After reading a bit on ensemble learning methods in my spare time, I took a quick glance at the Wikipedia page and came across this explanation on a supposedly common technique known as a "bucket of models". The explanation, given here, is as follows:

A "bucket of models" is an ensemble technique in which a model selection algorithm is used to choose the best model for each problem. When tested with only one problem, a bucket of models can produce no better results than the best model in the set, but when evaluated across many problems, it will typically produce much better results, on average, than any model in the set.

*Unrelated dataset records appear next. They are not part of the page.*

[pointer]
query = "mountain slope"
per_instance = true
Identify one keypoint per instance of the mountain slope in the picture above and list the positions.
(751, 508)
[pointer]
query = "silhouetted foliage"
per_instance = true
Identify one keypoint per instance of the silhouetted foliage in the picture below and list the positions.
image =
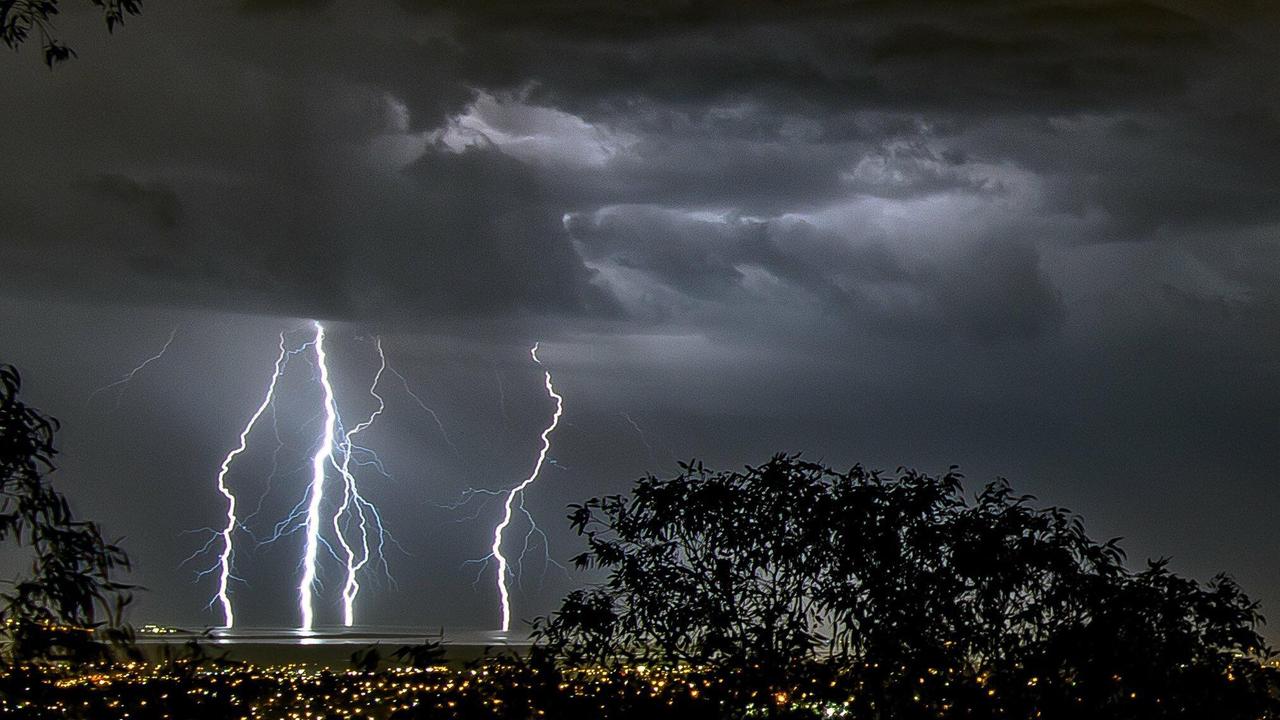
(69, 598)
(19, 18)
(899, 597)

The most common approach used for model-selection is cross-validation selection (sometimes called a "bake-off contest"). It is described with the following pseudo-code:

For each model m in the bucket:
  Do c times: (where 'c' is some constant)
    Randomly divide the training dataset into two datasets: A, and B.
    Train m with A
    Test m with B
Select the model that obtains the highest average score

Cross-Validation Selection can be summed up as: "try them all with the training set, and pick the one that works best".

My question is how this would actually be implemented in practice. Say I have a typical regression problem where I want to predict the values of some response, and I train an arbitrary amount of different models using a variety of different algorithms that take the same inputs as in my training set (the bucket). Assume that I have perhaps 15 combinations of the same predictors in my training set in my prediction set. Is this passage implying that each model in the bucket will be used to compute a single prediction for each combination (so one of the fifteen in my prediction set) and somehow, there is a method to figure out what is the "best" model for each combination (essentially, each "problem" is a single combination of the fifteen)? That is, each prediction required out of the fifteen is potentially being predicted by a completely different model versus one model predicting all values? Or, is the correct interpretation as follows; that the problem is the complete regression on the response that I desire, and the bucket of models is a different way of saying "just train a bunch of different models and choose the best one overall for the regression on all combinations"?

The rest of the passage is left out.